Since the start of the year, eetimes has been running a series of articles on the challenges that designers must consider when they’re creating embedded systems, which these days are ubiquitous. A they point out, “embedded systems underpin practically every device and system today.” They place those challenges in three categories they consider most critical: connectivity and lower-power design; edge processing; and device security. With my next few posts, I’ll be summarizing what eetimes has to say about each of these areas. With this post, I’ll tee up the series.
In his piece, Majeed Ahmad focuses on the issues that designers are dealing with as they combine embedded processors with analog circuitry – a combination that is enabling a broad range of applications.

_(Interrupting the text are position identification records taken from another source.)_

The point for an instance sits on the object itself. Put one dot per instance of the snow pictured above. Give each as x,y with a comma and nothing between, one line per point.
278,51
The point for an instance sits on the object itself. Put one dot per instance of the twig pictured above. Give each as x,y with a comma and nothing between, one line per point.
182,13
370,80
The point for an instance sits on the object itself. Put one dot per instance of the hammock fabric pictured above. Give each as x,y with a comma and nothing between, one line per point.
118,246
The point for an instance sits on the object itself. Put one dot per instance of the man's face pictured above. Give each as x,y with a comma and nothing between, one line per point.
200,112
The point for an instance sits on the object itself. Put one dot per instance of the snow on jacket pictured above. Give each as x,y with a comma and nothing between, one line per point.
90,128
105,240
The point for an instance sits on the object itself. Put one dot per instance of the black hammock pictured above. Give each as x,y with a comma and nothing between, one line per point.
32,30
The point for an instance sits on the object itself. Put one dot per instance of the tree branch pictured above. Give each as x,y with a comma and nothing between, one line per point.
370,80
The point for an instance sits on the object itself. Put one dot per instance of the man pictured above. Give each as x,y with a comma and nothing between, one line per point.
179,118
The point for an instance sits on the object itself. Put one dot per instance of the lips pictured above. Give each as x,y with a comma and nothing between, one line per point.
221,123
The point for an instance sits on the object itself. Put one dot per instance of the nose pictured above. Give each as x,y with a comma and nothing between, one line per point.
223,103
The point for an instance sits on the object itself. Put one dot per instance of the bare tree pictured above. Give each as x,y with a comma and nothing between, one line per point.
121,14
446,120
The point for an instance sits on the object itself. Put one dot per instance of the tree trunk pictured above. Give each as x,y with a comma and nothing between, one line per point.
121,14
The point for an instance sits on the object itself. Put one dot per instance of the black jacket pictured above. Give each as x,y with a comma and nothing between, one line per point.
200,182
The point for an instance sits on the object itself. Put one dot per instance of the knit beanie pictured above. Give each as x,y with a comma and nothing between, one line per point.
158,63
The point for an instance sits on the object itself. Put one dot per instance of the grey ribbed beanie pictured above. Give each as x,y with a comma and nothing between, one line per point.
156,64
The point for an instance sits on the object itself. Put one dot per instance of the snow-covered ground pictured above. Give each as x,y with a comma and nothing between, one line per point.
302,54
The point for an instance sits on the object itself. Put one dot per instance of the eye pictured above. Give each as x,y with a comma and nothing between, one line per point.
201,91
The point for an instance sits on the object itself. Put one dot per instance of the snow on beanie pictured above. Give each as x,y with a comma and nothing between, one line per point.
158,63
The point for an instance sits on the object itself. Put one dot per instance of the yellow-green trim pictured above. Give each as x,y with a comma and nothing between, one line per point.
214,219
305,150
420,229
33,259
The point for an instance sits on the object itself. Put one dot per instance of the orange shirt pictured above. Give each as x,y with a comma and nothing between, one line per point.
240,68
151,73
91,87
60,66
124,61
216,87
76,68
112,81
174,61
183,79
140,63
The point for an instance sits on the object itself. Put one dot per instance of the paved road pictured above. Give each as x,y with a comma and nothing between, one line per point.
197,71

Embedded applications are, of course, nothing new, but, as Majeed notes, new challenges are always popping up— “especially when embedded processors designed to work with analog have also evolved over the years to facilitate greater battery efficiency and lower power consumption.”

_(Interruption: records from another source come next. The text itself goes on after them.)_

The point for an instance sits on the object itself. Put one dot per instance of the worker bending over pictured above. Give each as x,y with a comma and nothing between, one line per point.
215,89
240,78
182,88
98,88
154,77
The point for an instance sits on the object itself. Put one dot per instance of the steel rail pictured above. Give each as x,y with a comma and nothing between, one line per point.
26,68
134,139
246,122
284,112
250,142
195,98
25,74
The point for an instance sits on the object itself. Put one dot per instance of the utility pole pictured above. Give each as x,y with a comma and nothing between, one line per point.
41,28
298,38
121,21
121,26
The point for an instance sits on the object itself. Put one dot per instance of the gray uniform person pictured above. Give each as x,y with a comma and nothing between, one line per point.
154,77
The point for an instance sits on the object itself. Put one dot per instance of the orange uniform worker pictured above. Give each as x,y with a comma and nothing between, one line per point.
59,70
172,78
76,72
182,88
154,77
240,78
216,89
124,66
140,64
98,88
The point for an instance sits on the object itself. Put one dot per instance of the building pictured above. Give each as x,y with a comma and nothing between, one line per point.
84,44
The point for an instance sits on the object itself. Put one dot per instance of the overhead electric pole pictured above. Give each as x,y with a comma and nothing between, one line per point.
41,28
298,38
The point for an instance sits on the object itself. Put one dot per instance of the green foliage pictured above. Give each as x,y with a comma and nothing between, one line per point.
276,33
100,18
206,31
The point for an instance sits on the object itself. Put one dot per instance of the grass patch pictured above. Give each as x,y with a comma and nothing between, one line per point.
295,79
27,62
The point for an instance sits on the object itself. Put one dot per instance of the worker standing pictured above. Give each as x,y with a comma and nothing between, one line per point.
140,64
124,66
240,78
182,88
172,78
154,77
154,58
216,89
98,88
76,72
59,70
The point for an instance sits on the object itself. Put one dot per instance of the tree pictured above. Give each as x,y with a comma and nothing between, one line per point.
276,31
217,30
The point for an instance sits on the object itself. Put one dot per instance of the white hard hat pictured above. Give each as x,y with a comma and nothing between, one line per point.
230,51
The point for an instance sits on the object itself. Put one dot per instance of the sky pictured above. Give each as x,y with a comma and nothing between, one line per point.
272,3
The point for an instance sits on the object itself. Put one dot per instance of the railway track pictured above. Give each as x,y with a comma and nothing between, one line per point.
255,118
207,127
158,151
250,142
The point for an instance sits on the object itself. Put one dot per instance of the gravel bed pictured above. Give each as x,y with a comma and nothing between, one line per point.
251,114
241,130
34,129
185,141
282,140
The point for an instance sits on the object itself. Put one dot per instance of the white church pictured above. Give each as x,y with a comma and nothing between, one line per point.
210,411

Drawing on the work of Synaptics’ Dave Gillespie, he describes two analog-embedded challenges.
The first one presented: how to deal with the fact that silicon technology between digital and analog is diverging as manufacturers, aiming for higher performance and lower supply voltages, run up against the constraint that “analog front-end (AFE) circuits often use higher I/O voltages for better dynamic range.”

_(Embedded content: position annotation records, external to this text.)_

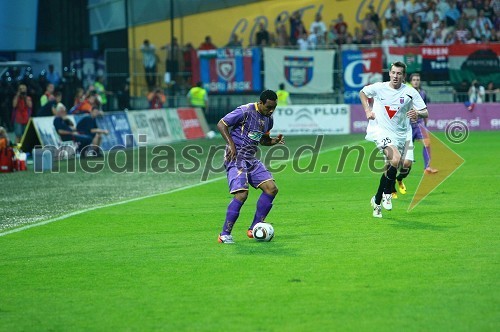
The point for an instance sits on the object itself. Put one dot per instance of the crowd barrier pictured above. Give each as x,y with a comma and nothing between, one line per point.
160,126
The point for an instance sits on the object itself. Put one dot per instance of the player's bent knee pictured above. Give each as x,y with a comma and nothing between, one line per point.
241,195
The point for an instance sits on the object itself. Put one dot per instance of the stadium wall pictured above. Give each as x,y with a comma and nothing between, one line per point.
245,20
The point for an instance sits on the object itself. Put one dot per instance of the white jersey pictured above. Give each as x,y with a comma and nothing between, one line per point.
390,107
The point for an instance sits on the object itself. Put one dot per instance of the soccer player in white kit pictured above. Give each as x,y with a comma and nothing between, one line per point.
394,105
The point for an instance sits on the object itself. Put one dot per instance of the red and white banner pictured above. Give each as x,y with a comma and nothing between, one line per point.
190,122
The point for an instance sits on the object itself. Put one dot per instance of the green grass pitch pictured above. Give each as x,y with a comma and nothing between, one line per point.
154,264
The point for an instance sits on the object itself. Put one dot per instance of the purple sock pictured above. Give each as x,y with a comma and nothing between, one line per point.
264,205
232,214
427,156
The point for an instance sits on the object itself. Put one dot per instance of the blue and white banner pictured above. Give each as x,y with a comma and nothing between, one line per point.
300,71
360,68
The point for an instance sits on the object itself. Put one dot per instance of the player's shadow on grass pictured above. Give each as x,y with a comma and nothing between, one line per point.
273,248
413,224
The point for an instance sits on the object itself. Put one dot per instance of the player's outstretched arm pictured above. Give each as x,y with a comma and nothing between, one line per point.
224,130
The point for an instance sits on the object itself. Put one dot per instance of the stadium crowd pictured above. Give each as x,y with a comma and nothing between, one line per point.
405,22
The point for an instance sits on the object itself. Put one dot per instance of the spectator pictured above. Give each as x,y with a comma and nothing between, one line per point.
349,44
405,22
369,30
48,95
49,109
198,97
318,27
234,42
390,11
476,93
404,5
187,53
53,77
461,32
174,62
340,26
207,44
491,92
416,35
461,91
124,95
149,61
342,33
302,42
79,96
400,38
469,13
481,26
429,16
283,96
4,138
296,27
331,36
392,30
419,9
156,99
101,91
442,7
22,106
65,128
87,104
374,17
282,36
87,126
387,41
262,36
313,40
452,15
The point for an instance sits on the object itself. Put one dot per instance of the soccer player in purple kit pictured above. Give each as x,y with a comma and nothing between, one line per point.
250,125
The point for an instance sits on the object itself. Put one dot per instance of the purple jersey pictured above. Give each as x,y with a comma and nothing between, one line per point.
247,127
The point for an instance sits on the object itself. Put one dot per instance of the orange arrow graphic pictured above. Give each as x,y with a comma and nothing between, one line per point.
446,161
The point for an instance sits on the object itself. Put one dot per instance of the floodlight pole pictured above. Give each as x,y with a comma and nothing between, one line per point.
172,47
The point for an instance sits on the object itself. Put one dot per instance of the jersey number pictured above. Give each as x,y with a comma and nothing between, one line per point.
386,141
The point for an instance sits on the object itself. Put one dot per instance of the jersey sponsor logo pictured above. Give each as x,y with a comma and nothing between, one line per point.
255,135
390,112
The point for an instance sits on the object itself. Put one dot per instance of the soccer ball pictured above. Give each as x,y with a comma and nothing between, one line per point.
263,231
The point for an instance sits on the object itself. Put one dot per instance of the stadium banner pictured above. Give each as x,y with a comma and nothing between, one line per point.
312,120
190,123
483,117
120,133
228,70
474,61
360,68
301,72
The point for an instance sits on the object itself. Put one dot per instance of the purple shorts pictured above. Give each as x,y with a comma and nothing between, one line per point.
419,131
242,173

“Ever smaller feature sizes make digital logic faster and cheaper, but at the same time, they are less and less appropriate for analog circuits,” Gillespie said. “Consequently, sometimes a package that looks like a chip from the outside actually has multiple silicon dice inside.”
There is a solution in which the package combines one part that’s produced through a digital-friendly process – making use of capabilities like digital calibration, which can make up for any aspects of analog processing that are less than ideal – and another circuit that’s built through a process that’s more analog-oriented.
The question then becomes: what goes into the system-on-chip (e.g., signal level, bandwidth) and what more appropriately stays external.
It’s tricky. Mixed-signal and advanced analog designs have been built expressly, from the ground up, to optimize digital performance, and are better suited for some applications rather than others. The industry is coming up with workarounds for this. (One thing about technology: it does have the ability to respond and adapt as needed!)
Beyond the challenge of accommodating analog, there’s the question of deciding on where operations are best performed: special-purpose processors vs analog circuits.
“You need a lot of analog expertise to call this decision properly,” [Gillespie] said. “To do an efficient SoC today, you need deep skill with a wide variety of processing cores, not just with a CPU and its bus architecture.”
And then there’s our old friend DSP to factor in:
“Moreover, at high frequencies, it’s also often necessary to pre-process signals with a dedicated DSP or video codec core right next to the data conversion stage.”
There are a number of other considerations, some specific to the sensor-rich applications that are increasingly on the scene.
Lots going on in the world of embedded processing, much of it thanks to the spectacular growth of IoT devices. There’s no exact measure for the number of IoT devices that are out there. I’ve seen estimates for 2023 of 7 billion IoT devices, and others that place the figure at nearly double that amount. (Just extrapolating from a data point of one – the IoT devices I own – I’d put my money on the higher number.) Growth rate estimates for the next few years also vary. But the commonality among them is that growth is high, and not slowing down anytime soon.
Looking forward to going a little deeper on connectivity and low power, edge computing, and security.